Most Canadians are saving enough for retirement: Malcolm Hamilton


Do Canadians save too little? Malcolm Hamilton doesn’t think so.

In a recent Commentary he wrote for the C.D. Howe Institute, the retired pension actuary and C.D. Howe Senior Fellow concludes that Canadians are reasonably well-prepared for retirement. Most save more than the 5% household savings rate. Most can retire comfortable on less than the traditional 70% replacement target.

I wasn’t surprised to read this new research, because Hamilton’s views have been entirely consistent throughout his career. In fact after digging through back issues of Employee Benefit News Canada (I was formerly the editor) and searching computer directories, I finally found this 2005 story where I reported on Hamilton’s 2005 keynote presentation to the International Foundation’s 38th annual Canadian Employee benefits Conference.

In a humorous and engaging talk, he compared the finances of “Dave and Julie” both before and after retirement. He concluded that once this couple no longer has to pay a mortgage, contribute to RRSPs and RESPs, pay employment expenses and raise children, they will have almost 3x more disposable income than when they were working.

He also noted that even the poorest seniors in Ontario get government assistance from Old Age Security, the federal Guaranteed Income Supplement, the Ontario Guaranteed Annual Income System and refundable tax credits that add up to $20,900. A couple where one individual works until age 65 can collect close to $30,000 in government benefits including Canada Pension.

Fast forward 10 years, and Hamilton gave a very similar speech to the MoneySense Retire Rich conference last November.

In a new C.D.Howe study, Hamilton expanded upon his previous work by discussing the retirement savings habits of Canadians in the context of the Ontario Registered Pension Plan (ORPP) the Ontario government plans to roll out 1/1/2017.
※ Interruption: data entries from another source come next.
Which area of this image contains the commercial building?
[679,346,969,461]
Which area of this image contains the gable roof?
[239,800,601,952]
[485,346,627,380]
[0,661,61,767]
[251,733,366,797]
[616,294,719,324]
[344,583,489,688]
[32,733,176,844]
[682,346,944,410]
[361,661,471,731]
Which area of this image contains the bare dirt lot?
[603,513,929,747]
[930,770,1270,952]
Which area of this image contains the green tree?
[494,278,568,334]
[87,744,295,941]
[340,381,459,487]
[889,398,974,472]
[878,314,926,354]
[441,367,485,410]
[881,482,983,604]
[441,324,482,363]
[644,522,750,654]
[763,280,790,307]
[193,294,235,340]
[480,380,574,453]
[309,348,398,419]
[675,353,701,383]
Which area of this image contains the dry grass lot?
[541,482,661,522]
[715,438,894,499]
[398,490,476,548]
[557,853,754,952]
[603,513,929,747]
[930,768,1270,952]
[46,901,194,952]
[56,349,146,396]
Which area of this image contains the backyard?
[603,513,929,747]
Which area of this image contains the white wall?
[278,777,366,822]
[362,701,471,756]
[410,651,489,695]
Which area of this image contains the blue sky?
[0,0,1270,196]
He calls the ORPP “a blunt tool to address poorly defined problems.” He also says:

“If the ORPP had been incorporated in the Canada and Quebec Pension Plans 50 years ago, the problems cited by the province of Ontario would still be with us today. The household saving rate would be low – probably lower than it is now. Public pensions would be inadequate for many. Most Canadians would not be saving enough to replace 70% of their employment income.
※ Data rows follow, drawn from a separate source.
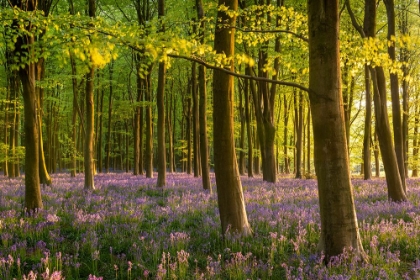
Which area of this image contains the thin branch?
[232,26,309,43]
[345,0,366,38]
[168,54,309,92]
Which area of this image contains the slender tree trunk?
[191,62,200,177]
[96,72,105,173]
[11,0,43,211]
[238,81,246,175]
[306,106,311,175]
[384,0,406,192]
[156,0,166,187]
[370,67,407,201]
[411,99,420,177]
[295,92,303,179]
[84,66,95,190]
[185,97,193,174]
[213,0,252,236]
[35,58,52,186]
[363,65,372,180]
[166,89,174,173]
[195,0,212,190]
[308,0,365,262]
[105,61,114,173]
[283,94,290,174]
[244,67,254,177]
[145,74,153,178]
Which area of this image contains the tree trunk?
[145,74,153,178]
[195,0,212,193]
[384,0,406,192]
[213,0,252,236]
[11,0,43,211]
[306,106,311,175]
[105,61,114,173]
[363,65,372,180]
[370,67,407,201]
[35,58,52,186]
[191,62,200,177]
[238,81,246,175]
[245,67,254,177]
[308,0,365,262]
[84,65,95,190]
[156,0,166,187]
[411,99,420,177]
[283,94,290,174]
[295,92,303,179]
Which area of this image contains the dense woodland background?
[0,0,420,274]
[0,0,420,184]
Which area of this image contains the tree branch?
[168,54,309,92]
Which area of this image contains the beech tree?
[10,0,43,211]
[213,0,252,235]
[308,0,365,262]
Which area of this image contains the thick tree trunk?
[213,0,252,236]
[370,67,407,201]
[308,0,365,262]
[19,66,43,211]
[295,92,303,179]
[363,65,372,180]
[35,58,52,186]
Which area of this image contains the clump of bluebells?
[0,173,420,280]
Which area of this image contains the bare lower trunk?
[213,0,252,236]
[308,0,365,262]
[84,66,95,190]
[363,65,372,180]
[370,67,407,201]
[156,62,166,187]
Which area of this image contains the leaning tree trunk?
[213,0,252,236]
[308,0,365,262]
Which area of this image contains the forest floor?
[0,173,420,280]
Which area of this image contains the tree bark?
[213,0,252,236]
[384,0,406,192]
[145,74,153,178]
[244,67,254,178]
[156,0,166,187]
[308,0,365,262]
[295,92,303,179]
[195,0,212,193]
[105,61,114,173]
[363,65,372,180]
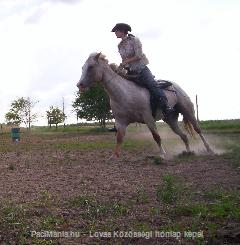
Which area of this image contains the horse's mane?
[89,53,128,79]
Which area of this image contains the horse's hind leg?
[188,115,213,153]
[146,121,166,158]
[167,115,190,152]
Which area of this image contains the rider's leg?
[140,66,173,119]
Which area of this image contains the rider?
[112,23,174,120]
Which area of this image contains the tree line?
[5,83,113,130]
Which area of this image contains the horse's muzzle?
[77,81,86,92]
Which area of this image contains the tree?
[5,97,38,130]
[46,106,66,128]
[73,83,113,127]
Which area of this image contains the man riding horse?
[112,23,174,121]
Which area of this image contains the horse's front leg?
[114,124,126,157]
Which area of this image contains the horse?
[77,53,213,158]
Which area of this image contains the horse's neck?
[103,67,126,99]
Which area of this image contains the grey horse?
[77,53,212,157]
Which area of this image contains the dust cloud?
[126,123,230,158]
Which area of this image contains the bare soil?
[0,130,240,244]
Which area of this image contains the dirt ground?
[0,129,240,244]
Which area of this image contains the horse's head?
[77,53,103,92]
There would be large and growing amounts of unused RRSP room. Large numbers of Canadians would be without workplace pensions. And yes, Canadians would be living longer with each passing year. Even if one believes that Canadians are saving too little for retirement, the ORPP is an ineffective remedy. The cost is too low to make a meaningful difference and the benefits are badly targeted.”
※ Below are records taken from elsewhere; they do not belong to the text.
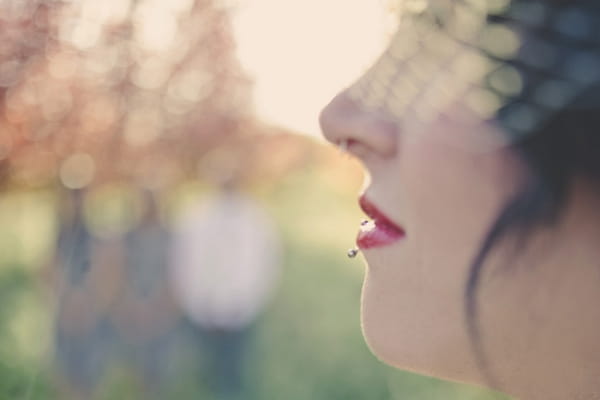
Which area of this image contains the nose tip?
[319,93,350,145]
[319,92,397,156]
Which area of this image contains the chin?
[361,273,478,383]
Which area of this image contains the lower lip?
[356,222,406,250]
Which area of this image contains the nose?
[319,92,398,159]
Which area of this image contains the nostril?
[319,93,356,145]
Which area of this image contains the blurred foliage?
[0,145,505,400]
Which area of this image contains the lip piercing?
[338,139,348,154]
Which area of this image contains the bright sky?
[234,0,390,135]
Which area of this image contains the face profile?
[320,0,600,400]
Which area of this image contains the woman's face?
[320,26,523,381]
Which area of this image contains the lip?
[356,195,406,250]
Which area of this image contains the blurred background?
[0,0,510,400]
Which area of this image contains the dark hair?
[465,84,600,378]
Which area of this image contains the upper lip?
[358,195,404,232]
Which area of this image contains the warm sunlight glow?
[235,0,390,135]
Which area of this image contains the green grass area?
[0,159,505,400]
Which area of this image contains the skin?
[320,59,600,400]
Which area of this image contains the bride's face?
[321,26,522,381]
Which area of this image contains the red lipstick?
[356,196,406,250]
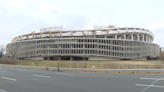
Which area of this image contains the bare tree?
[7,43,19,60]
[0,46,5,58]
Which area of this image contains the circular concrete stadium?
[6,26,160,60]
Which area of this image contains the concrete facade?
[6,28,160,60]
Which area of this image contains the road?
[0,67,164,92]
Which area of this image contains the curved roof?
[11,27,154,42]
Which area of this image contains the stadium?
[6,26,160,60]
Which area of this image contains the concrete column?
[137,34,140,41]
[124,34,126,39]
[131,34,133,40]
[70,56,72,61]
[59,56,61,61]
[115,35,117,39]
[146,35,148,42]
[83,58,85,61]
[149,36,150,42]
[142,34,144,41]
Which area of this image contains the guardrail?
[0,64,164,72]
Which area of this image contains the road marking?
[17,69,26,71]
[0,70,6,72]
[140,78,164,80]
[56,73,74,76]
[33,74,51,78]
[136,84,164,88]
[0,89,6,92]
[141,77,164,92]
[1,77,17,81]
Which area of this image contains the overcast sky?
[0,0,164,47]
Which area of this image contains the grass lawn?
[9,61,164,69]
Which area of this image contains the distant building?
[161,47,164,52]
[6,27,160,60]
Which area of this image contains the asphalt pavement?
[0,67,164,92]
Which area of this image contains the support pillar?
[137,34,140,41]
[131,34,133,40]
[115,35,117,39]
[59,56,61,61]
[83,58,85,61]
[70,56,72,61]
[124,34,126,39]
[142,34,144,41]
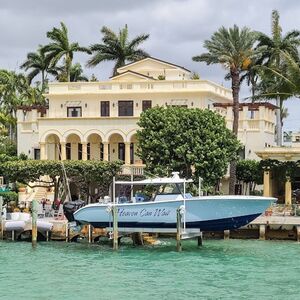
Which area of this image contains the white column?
[60,142,67,160]
[40,142,47,160]
[81,142,87,160]
[103,142,109,161]
[125,142,130,165]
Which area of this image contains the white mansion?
[17,57,275,172]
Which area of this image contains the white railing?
[121,165,145,176]
[49,80,232,99]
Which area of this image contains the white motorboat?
[74,173,276,231]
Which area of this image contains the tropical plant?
[236,159,263,194]
[21,45,57,86]
[87,25,149,75]
[0,70,29,140]
[0,161,121,203]
[42,22,90,81]
[137,107,240,187]
[193,25,257,194]
[257,10,300,146]
[191,72,200,80]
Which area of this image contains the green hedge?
[0,192,18,204]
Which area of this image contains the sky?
[0,0,300,130]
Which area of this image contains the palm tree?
[193,25,256,194]
[56,63,89,82]
[21,45,57,86]
[0,70,29,140]
[257,10,300,146]
[87,25,149,75]
[42,22,90,81]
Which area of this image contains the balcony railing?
[49,80,232,99]
[121,165,145,176]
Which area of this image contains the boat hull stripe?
[77,214,260,231]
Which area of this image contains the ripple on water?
[0,240,300,300]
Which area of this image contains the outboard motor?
[63,199,85,222]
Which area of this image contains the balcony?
[48,80,232,100]
[121,164,145,176]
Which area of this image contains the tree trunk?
[276,96,282,147]
[229,70,240,195]
[66,54,72,82]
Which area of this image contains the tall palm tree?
[0,70,29,140]
[56,63,89,82]
[42,22,90,81]
[87,25,149,75]
[193,25,256,194]
[257,10,300,146]
[21,45,57,86]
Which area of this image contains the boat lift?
[106,172,202,251]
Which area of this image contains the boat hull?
[74,196,276,231]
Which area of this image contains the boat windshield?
[157,183,183,195]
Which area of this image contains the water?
[0,240,300,300]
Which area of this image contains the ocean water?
[0,240,300,300]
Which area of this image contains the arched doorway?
[108,133,125,162]
[130,134,138,165]
[66,133,82,160]
[45,134,60,160]
[87,133,103,160]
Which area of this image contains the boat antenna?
[56,144,72,201]
[198,176,202,198]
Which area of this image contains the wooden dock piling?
[31,200,38,247]
[296,226,300,243]
[0,196,4,240]
[112,177,119,250]
[88,225,93,244]
[66,222,70,243]
[176,208,182,252]
[197,234,203,247]
[259,225,266,240]
[224,230,230,240]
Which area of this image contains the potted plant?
[17,183,26,193]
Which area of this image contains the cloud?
[0,0,300,128]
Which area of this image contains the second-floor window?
[142,100,152,111]
[68,106,82,118]
[101,101,109,117]
[118,101,133,117]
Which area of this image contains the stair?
[33,187,47,201]
[143,233,157,245]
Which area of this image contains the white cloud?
[0,0,300,129]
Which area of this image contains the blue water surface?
[0,240,300,300]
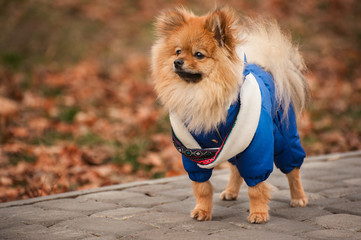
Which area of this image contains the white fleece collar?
[169,73,262,168]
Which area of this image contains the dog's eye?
[194,52,205,59]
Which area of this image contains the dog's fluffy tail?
[240,19,310,116]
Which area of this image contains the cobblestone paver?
[0,151,361,240]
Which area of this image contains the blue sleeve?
[182,155,213,182]
[235,106,274,187]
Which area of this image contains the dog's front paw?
[191,208,212,221]
[291,197,308,207]
[221,190,238,201]
[248,212,269,223]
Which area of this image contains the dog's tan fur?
[152,8,309,223]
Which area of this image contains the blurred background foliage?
[0,0,361,201]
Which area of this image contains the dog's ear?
[205,7,239,51]
[155,7,193,37]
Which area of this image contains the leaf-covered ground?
[0,0,361,202]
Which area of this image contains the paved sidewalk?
[0,151,361,240]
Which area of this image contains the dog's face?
[152,9,243,132]
[153,9,236,83]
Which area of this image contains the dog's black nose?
[174,58,184,69]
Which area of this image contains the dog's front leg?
[191,181,213,221]
[221,164,243,201]
[248,182,271,223]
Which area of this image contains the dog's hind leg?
[191,181,213,221]
[286,168,308,207]
[248,182,271,223]
[221,164,243,201]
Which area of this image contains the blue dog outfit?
[170,64,306,187]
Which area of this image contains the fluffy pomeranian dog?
[152,7,309,223]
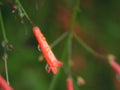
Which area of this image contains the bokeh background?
[0,0,120,90]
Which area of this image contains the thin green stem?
[49,33,69,90]
[0,10,8,44]
[49,0,79,90]
[0,9,9,84]
[15,0,34,26]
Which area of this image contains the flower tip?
[108,54,116,61]
[57,61,63,67]
[33,26,39,30]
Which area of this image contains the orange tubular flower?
[33,26,63,74]
[67,77,74,90]
[0,75,13,90]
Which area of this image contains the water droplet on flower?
[38,45,41,52]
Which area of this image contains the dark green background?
[0,0,120,90]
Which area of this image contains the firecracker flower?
[33,26,63,74]
[0,75,13,90]
[108,55,120,75]
[66,77,74,90]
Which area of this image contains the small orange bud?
[33,26,63,74]
[0,75,13,90]
[67,77,74,90]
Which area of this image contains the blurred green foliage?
[0,0,120,90]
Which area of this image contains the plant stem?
[0,9,8,44]
[49,0,79,90]
[0,9,9,84]
[15,0,34,26]
[49,33,69,90]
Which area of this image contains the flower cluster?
[33,26,63,74]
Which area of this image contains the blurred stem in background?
[0,8,9,84]
[49,0,80,90]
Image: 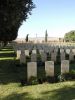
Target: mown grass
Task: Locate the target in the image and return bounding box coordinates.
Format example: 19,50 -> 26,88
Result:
0,47 -> 75,100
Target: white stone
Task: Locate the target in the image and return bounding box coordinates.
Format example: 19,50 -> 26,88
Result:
27,62 -> 37,80
45,61 -> 54,76
61,60 -> 69,74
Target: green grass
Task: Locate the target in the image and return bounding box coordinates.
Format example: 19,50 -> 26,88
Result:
0,47 -> 75,100
0,82 -> 75,100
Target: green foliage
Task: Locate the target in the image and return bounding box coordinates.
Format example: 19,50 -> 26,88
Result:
0,0 -> 34,42
64,30 -> 75,42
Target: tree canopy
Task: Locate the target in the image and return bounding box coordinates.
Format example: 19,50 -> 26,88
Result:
0,0 -> 35,42
64,30 -> 75,42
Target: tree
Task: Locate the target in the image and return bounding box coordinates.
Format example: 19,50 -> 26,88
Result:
26,34 -> 29,42
0,0 -> 35,42
45,30 -> 48,42
64,30 -> 75,42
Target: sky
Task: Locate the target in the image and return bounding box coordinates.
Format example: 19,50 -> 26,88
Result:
18,0 -> 75,38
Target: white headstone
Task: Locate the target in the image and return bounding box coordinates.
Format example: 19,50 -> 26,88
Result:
61,60 -> 69,74
27,62 -> 37,80
51,52 -> 56,61
31,54 -> 37,62
17,50 -> 21,59
20,53 -> 26,63
45,61 -> 54,76
25,50 -> 29,56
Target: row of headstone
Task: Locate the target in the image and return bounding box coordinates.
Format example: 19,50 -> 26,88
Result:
17,50 -> 74,63
27,60 -> 69,80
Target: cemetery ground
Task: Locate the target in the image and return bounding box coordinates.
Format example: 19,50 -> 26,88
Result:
0,46 -> 75,100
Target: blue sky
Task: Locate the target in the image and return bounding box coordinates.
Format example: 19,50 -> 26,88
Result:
18,0 -> 75,38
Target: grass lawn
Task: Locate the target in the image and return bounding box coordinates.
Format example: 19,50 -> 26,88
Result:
0,47 -> 75,100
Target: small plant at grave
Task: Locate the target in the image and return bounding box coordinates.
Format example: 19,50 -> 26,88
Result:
28,76 -> 39,85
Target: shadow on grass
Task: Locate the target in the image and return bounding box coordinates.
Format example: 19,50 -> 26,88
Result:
1,86 -> 75,100
41,85 -> 75,100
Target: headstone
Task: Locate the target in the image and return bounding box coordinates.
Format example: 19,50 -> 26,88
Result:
61,60 -> 69,74
66,49 -> 70,54
20,53 -> 26,63
51,52 -> 56,61
60,48 -> 64,53
25,50 -> 29,56
60,52 -> 65,61
72,49 -> 75,55
32,50 -> 37,54
45,61 -> 54,76
27,62 -> 37,80
31,54 -> 37,62
41,53 -> 47,62
69,51 -> 74,61
17,50 -> 21,59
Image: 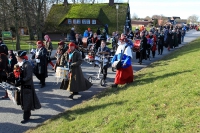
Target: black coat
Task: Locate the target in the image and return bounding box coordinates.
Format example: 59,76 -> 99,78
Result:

In addition, Hamilton notes that to the extent there is an undersaving problem, it is for mid- to high-income workers in the private sector. Yet according to Ontario estimates, 1/3 of ORPP participants will make less than $15,000 per annum and almost ½ of these will be under 25.

He concludes that all a beefed up CPP/QPP can do is establish a new common denominator. Beyond that, he says we need better-targeted programs that can recognize and address our individual needs.

While Hamilton’s arguments are persuasive, the C.D. Howe paper does not go so far as to suggest the kind of “better-targeted” programs that will encourage or require individuals who are not saving enough to up the ante. There is certainly little indication that pooled registered pension plans (PRPPs) will be the necessary catalyst.

And Hamilton’s views are only one part of the picture. For only a few articles espousing the other side of the argument, see:

Why we need to go big on CPP Financial Post December 12, 2013
Paul Forestall
Why CPP expansion is inevitable | Benefits Canada November 13, 2013
Greg Hurst
Expanded CPP essential to boost Canadians’ inadequate savings, report finds The Globe & Mail, April 23, 2014 Janet MacFarland
Expanded CPP gains broad acceptance from employers: Survey Canadian HRReporter, Morneau Shepell, December 2013






  1. I think most folks can retire on less than 70% of their working income provided a) they own their home at the time of retirement and b) they are no longer contributing to TFSAs, RRSPs and RESPs.

    The wildcards in all our future are health status, longevity risk, inflation, interest rates, market returns and taxes. If we’re not saving on our own, and relying on the aforementioned government programs to save us we’ll all suffer.

    Hope all is well Sheryl!

    • All is very well. Nice to hear from you Mark.